The desire for economic power was one such incentive, and this began with the demise of Mao Zedong and the rise of Deng Xiaoping beginning in 1978. What took this growing economic power, however, to seek strategic self-sufficiency and power projection dreams was, however, more a fear of what emerged as the threat of unfettered U.S. military intervention. This, for Beijing, seemed to take on new urgency with the war by U.S. President Bill Clinton against Serbia in 1999. On May 7, 1999, during the NATO bombing of Belgrade (during Operation Allied Force), five U.S. JDAM guided bombs hit the PRC embassy in what was perceived as a deliberate act.
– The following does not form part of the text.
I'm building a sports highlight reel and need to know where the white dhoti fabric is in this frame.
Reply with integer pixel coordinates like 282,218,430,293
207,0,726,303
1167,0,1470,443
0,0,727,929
There were other factors, but this galvanized Chinese thinking, and the need to gain sufficient strategic prestige to ensure that the PRC’s future was not again ever constrained by the U.S. As a result of all the factors, the PRC developed the capabilities to ensure that it could defend its territory and immediate geographic region, and could project power abroad.
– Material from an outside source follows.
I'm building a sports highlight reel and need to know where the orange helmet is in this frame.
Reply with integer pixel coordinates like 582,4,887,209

Similar fears and perceived slights now galvanize Russian strategic planning. Western dismissals of Russian (or, in the past, PRC) capabilities or prestige merely serve to galvanize a spirit of competitiveness and a search for dignity. A resurgence not perceived as possible by those assessing their rivals on the basis of a linear extrapolation of recent observations thus becomes possible. The Israeli dismissal of Egyptian capabilities after the 1967 Six Day War led directly to the Egyptian resurgence and successes of the October 1973 War.

Now, after the U.S. challenge over Ukraine, Russia plans a major expansion of its nuclear deterrent, and the rebuilding of its strategic and long-range aviation assets and its precision weapons, and much more in the 2016-25 time frame. It had already committed some $540 billion to its 2011-20 defense investment plan, including the development of its “future long-range air system” (the PAK-DA).

The lesson here is to be humble in victory and to transform former enemies into friends. The U.S. did not learn that lesson following the end of the Cold War, much as the architects of that victory — U.S. President Ronald Reagan and UK Prime Minister Margaret Thatcher — sought a post-Cold War rapprochement.

Today, the development of PRC weapons and capabilities, in particular, means that the great U.S. weapons platforms — particularly carrier battle groups and sea and land-based strike aircraft — lack the ability to penetrate PRC defenses to sustain operations against the Chinese heartland, or to sufficiently support U.S. allies in Southeast Asia or East Asia.

Is the U.S. answer merely to attempt to step up the range of its carrier-based F-35 aircraft and also to await the commissioning of the still-undefined LRS-B (long range strike bomber? Or somehow extend the range of the Unmanned Carrier Launched Airborne Surveillance and Strike (UCLASS)? This is the linearist approach, and fails to address the improvements in PRC air defenses or the unaddressed vulnerability of U.S. land- and sea-based assets in the Pacific.

The only way to play catch-up is not to play that game at all, but to switch to leap-frog. Only by leap-frogging the capabilities of the PRC and others can the U.S. and the West hope to regain strategic leadership. But it is not merely about “abandoning the battleships”, and embracing new technologies; it is about rebuilding strategic prestige and flexibility.

I stressed, in UnCivilization: Urban Geopolitics in a Time of Chaos, that Western civilization had become sclerotic through entitlement, bureaucracy, political correctness, and taxation.

The ability to rapidly evolve new technologies is diminished by the decline in scientific and industrial flexibility and constraints against investment.

Clean-sheet thinking on defense is a start, but if strategic momentum is to be achieved it must include freeing economies, restoring free speech (and ending hysteria-inducing political correctness), and re-evaluating how to deal with allies and rivals.